The solution here for this medium LC problem might not be the fastest but I think it’s really clean and concise and easy to understand.
The idea is to create a mapping of the colors and their corresponding indices in the colors array. The values will be stored in a treeset so we can easily find the closest index to our target index.
Now for each query, first, we need to get all the indices for our target color. Then, find the closest index both from left and right sides of our target index.
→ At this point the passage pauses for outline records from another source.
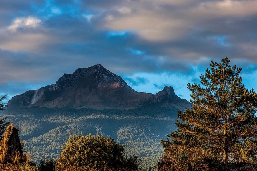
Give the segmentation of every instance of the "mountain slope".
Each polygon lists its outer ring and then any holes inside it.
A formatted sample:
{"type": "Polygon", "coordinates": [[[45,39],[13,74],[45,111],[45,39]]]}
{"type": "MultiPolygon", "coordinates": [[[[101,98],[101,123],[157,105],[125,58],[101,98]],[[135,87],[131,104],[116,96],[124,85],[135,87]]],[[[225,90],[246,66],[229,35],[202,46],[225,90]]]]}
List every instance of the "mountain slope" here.
{"type": "Polygon", "coordinates": [[[138,92],[121,77],[98,64],[65,74],[55,84],[15,96],[7,105],[10,108],[39,106],[101,109],[133,109],[154,103],[180,110],[190,105],[176,95],[171,87],[154,95],[138,92]]]}
{"type": "Polygon", "coordinates": [[[73,134],[99,134],[125,145],[155,166],[162,156],[160,140],[175,130],[178,110],[191,105],[171,87],[153,95],[138,93],[99,64],[64,74],[55,84],[13,97],[0,118],[19,129],[33,161],[56,159],[73,134]]]}

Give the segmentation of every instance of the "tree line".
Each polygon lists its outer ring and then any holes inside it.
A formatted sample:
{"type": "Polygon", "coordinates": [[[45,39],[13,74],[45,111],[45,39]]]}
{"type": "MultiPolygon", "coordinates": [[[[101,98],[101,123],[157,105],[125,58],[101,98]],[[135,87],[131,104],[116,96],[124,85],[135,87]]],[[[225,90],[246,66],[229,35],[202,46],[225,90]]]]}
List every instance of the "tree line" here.
{"type": "MultiPolygon", "coordinates": [[[[183,113],[178,111],[177,130],[172,131],[167,139],[162,140],[163,154],[156,169],[226,170],[245,167],[249,170],[257,169],[257,94],[253,89],[246,88],[240,75],[242,68],[231,66],[230,62],[227,57],[219,63],[212,60],[210,69],[206,68],[205,73],[200,76],[201,85],[188,84],[191,92],[192,108],[186,109],[183,113]]],[[[5,97],[0,99],[0,111],[5,106],[1,103],[5,97]]],[[[0,120],[1,142],[9,124],[6,120],[0,120]]],[[[139,167],[140,158],[134,155],[128,156],[124,148],[110,138],[74,135],[62,147],[56,161],[42,161],[37,168],[142,169],[139,167]]]]}

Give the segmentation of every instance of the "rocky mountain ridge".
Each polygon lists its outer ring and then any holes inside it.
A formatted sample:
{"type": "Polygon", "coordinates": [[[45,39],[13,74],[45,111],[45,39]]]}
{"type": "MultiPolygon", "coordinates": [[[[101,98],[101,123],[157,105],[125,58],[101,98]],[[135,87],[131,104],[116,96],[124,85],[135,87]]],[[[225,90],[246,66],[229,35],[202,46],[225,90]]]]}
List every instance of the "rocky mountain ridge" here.
{"type": "Polygon", "coordinates": [[[64,74],[55,84],[13,97],[9,108],[33,106],[97,109],[134,109],[155,104],[183,110],[191,104],[165,87],[155,95],[137,92],[122,78],[99,64],[64,74]]]}

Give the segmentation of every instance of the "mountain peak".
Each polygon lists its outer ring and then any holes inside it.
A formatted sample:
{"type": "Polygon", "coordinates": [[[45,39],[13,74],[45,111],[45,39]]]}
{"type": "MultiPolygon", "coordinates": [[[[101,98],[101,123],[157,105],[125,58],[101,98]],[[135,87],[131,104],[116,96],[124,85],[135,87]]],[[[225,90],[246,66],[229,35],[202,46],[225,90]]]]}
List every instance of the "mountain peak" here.
{"type": "Polygon", "coordinates": [[[175,92],[174,91],[174,89],[171,86],[170,86],[169,87],[165,86],[163,88],[163,89],[162,91],[165,92],[166,94],[170,95],[172,96],[175,95],[175,92]]]}
{"type": "Polygon", "coordinates": [[[11,107],[128,109],[143,103],[162,103],[165,107],[171,106],[180,99],[171,87],[165,87],[154,95],[138,93],[121,77],[97,64],[78,68],[72,74],[64,74],[55,84],[15,96],[8,104],[11,107]]]}

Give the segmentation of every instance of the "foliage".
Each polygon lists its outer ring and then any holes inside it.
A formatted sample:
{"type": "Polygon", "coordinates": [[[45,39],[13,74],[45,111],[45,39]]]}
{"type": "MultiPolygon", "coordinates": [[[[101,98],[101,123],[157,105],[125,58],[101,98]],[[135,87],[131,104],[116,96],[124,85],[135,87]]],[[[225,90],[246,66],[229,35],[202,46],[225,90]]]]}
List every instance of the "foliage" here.
{"type": "Polygon", "coordinates": [[[65,144],[56,162],[58,170],[137,170],[140,161],[136,156],[125,156],[123,146],[98,135],[75,134],[65,144]]]}
{"type": "Polygon", "coordinates": [[[22,171],[32,171],[32,170],[31,169],[30,166],[27,164],[24,166],[22,171]]]}
{"type": "MultiPolygon", "coordinates": [[[[0,99],[0,111],[5,110],[6,105],[2,103],[2,101],[5,98],[6,95],[5,95],[2,97],[0,99]]],[[[10,122],[7,122],[7,118],[5,117],[0,119],[0,141],[2,139],[3,135],[3,134],[6,127],[10,124],[10,122]]]]}
{"type": "Polygon", "coordinates": [[[69,136],[82,132],[111,137],[125,145],[128,155],[140,157],[140,168],[148,169],[159,161],[162,153],[160,142],[175,130],[176,125],[170,123],[175,121],[174,113],[177,111],[164,109],[166,115],[154,116],[159,111],[150,110],[7,108],[0,117],[8,117],[18,126],[19,136],[34,162],[47,157],[57,159],[69,136]]]}
{"type": "Polygon", "coordinates": [[[38,166],[38,171],[54,171],[55,161],[47,158],[45,161],[41,160],[38,166]]]}
{"type": "Polygon", "coordinates": [[[192,109],[179,111],[182,121],[177,121],[177,131],[168,136],[171,141],[162,141],[164,151],[188,146],[210,151],[213,161],[255,161],[256,148],[245,150],[249,140],[256,141],[257,94],[245,87],[239,76],[241,68],[230,62],[226,57],[220,63],[212,60],[210,70],[200,76],[202,87],[188,83],[192,109]]]}
{"type": "Polygon", "coordinates": [[[208,170],[211,156],[207,151],[181,145],[164,144],[162,161],[158,164],[160,171],[208,170]]]}

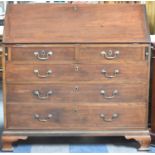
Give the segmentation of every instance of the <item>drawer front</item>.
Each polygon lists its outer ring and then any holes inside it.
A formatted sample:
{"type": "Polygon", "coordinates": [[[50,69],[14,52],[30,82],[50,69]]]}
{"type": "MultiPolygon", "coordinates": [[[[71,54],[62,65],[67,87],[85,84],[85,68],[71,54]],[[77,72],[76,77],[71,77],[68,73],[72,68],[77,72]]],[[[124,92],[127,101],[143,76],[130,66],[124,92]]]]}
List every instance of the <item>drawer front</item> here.
{"type": "Polygon", "coordinates": [[[145,84],[7,85],[7,103],[146,103],[146,96],[145,84]]]}
{"type": "Polygon", "coordinates": [[[146,105],[8,104],[8,129],[121,130],[145,129],[146,105]]]}
{"type": "Polygon", "coordinates": [[[12,47],[12,61],[74,61],[74,47],[12,47]]]}
{"type": "Polygon", "coordinates": [[[144,47],[81,47],[79,59],[89,62],[144,61],[144,47]]]}
{"type": "MultiPolygon", "coordinates": [[[[6,65],[7,82],[52,81],[145,81],[148,77],[146,63],[103,65],[6,65]],[[17,80],[18,79],[18,80],[17,80]]],[[[137,82],[138,82],[137,81],[137,82]]]]}

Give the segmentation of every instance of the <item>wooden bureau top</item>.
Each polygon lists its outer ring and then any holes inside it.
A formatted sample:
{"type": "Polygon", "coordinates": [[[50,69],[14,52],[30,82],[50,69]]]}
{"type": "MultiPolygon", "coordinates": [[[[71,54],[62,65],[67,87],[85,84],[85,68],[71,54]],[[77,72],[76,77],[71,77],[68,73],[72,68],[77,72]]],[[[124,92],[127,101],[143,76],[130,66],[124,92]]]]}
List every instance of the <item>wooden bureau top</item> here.
{"type": "Polygon", "coordinates": [[[140,4],[8,5],[4,43],[148,43],[140,4]]]}

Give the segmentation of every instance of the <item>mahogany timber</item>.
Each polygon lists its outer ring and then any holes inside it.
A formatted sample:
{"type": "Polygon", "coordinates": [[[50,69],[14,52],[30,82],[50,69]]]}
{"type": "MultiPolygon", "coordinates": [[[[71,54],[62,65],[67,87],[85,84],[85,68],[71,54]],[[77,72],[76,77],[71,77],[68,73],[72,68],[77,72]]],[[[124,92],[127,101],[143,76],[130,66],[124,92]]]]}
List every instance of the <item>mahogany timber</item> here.
{"type": "Polygon", "coordinates": [[[144,12],[136,4],[9,5],[3,42],[148,43],[144,12]]]}

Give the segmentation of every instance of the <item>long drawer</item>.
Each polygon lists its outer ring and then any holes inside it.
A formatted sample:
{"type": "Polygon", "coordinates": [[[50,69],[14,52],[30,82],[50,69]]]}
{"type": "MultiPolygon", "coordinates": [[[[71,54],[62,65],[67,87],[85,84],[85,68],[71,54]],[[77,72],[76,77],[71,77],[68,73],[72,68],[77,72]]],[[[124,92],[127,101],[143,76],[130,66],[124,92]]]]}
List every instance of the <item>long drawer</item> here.
{"type": "Polygon", "coordinates": [[[49,45],[41,47],[12,47],[12,61],[144,61],[145,47],[108,45],[49,45]],[[75,49],[76,52],[75,52],[75,49]]]}
{"type": "Polygon", "coordinates": [[[148,77],[146,63],[113,63],[103,65],[15,65],[6,64],[7,82],[45,81],[104,81],[145,82],[148,77]]]}
{"type": "Polygon", "coordinates": [[[146,105],[95,104],[36,106],[8,104],[8,129],[123,130],[145,129],[146,105]]]}
{"type": "MultiPolygon", "coordinates": [[[[8,84],[7,103],[146,103],[146,84],[8,84]],[[138,91],[137,91],[138,90],[138,91]]],[[[46,105],[45,104],[45,105],[46,105]]]]}

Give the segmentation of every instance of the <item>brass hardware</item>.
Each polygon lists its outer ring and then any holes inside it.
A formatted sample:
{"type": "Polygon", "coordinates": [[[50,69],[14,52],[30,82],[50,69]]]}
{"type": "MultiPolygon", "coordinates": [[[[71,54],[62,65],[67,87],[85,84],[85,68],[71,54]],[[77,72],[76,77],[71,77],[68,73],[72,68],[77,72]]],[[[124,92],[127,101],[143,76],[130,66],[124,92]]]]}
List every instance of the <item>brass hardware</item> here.
{"type": "Polygon", "coordinates": [[[78,72],[78,71],[79,71],[79,66],[78,66],[78,65],[75,65],[75,67],[74,67],[74,68],[75,68],[75,71],[76,71],[76,72],[78,72]]]}
{"type": "Polygon", "coordinates": [[[41,61],[45,61],[49,59],[49,56],[52,56],[53,52],[52,51],[45,51],[45,50],[41,50],[41,51],[35,51],[34,52],[34,56],[41,61]]]}
{"type": "Polygon", "coordinates": [[[114,119],[119,117],[119,114],[113,113],[111,118],[107,118],[104,113],[100,114],[100,117],[105,121],[105,122],[112,122],[114,119]]]}
{"type": "Polygon", "coordinates": [[[118,57],[118,55],[120,54],[119,51],[115,51],[113,52],[112,50],[109,51],[101,51],[101,55],[104,56],[104,58],[108,59],[108,60],[112,60],[118,57]]]}
{"type": "Polygon", "coordinates": [[[49,90],[49,91],[47,92],[46,95],[41,95],[41,93],[40,93],[39,90],[34,90],[34,91],[33,91],[33,95],[37,96],[38,99],[41,99],[41,100],[46,100],[46,99],[48,99],[49,96],[52,95],[52,94],[53,94],[53,92],[52,92],[51,90],[49,90]]]}
{"type": "Polygon", "coordinates": [[[34,114],[34,118],[40,122],[47,122],[49,119],[53,117],[52,114],[48,114],[47,117],[41,117],[39,114],[34,114]]]}
{"type": "Polygon", "coordinates": [[[120,71],[118,69],[115,69],[114,72],[113,72],[113,75],[108,75],[107,71],[105,69],[102,69],[101,73],[104,74],[104,76],[106,78],[114,78],[114,77],[116,77],[120,73],[120,71]]]}
{"type": "Polygon", "coordinates": [[[39,78],[47,78],[48,76],[50,76],[51,74],[52,74],[52,70],[48,70],[47,71],[47,73],[46,73],[46,75],[41,75],[40,73],[39,73],[39,70],[38,69],[35,69],[34,70],[34,73],[35,73],[35,75],[37,76],[37,77],[39,77],[39,78]]]}
{"type": "Polygon", "coordinates": [[[75,91],[79,91],[79,86],[75,86],[75,91]]]}
{"type": "Polygon", "coordinates": [[[3,70],[3,68],[2,67],[0,67],[0,72],[3,72],[4,70],[3,70]]]}
{"type": "Polygon", "coordinates": [[[148,47],[145,47],[145,60],[149,59],[149,49],[148,47]]]}
{"type": "Polygon", "coordinates": [[[105,96],[106,95],[106,91],[103,90],[103,89],[100,91],[100,93],[101,93],[101,95],[104,96],[105,99],[112,99],[112,98],[114,98],[115,96],[118,95],[118,90],[117,89],[113,90],[112,96],[105,96]]]}
{"type": "Polygon", "coordinates": [[[74,6],[74,11],[78,11],[78,7],[76,5],[74,6]]]}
Finally, find the minimum difference between the target index and left or right closest index.
class Solution {
public List<Integer> shortestDistanceColor(int[] colors, int[][] queries) {
final Map<Integer, TreeSet<Integer>> mapping = new HashMap<>();
for(int i=0; i < colors.length; i++){
mapping.putIfAbsent(colors[i], new TreeSet<>());
mapping.get(colors[i]).add(i);
}
List<Integer> output = new ArrayList<>();
for(int[] query: queries){
int index = query[0];
int color = query[1];
if(!mapping.containsKey(color)){
output.add(-1);
continue;
}
TreeSet<Integer> indices = mapping.get(color);
Integer left = indices.floor(index);
Integer right = indices.ceiling(index);
output.add(Math.min(left == null ? Integer.MAX_VALUE : index - left, right == null ? Integer.MAX_VALUE: right - index));
}
return output;
}
}
Runtime: 141 ms, faster than 14.02% of Java online submissions for Shortest Distance to Target Color.
Memory Usage: 67.9 MB, less than 100.00% of Java online submissions for Shortest Distance to Target Color.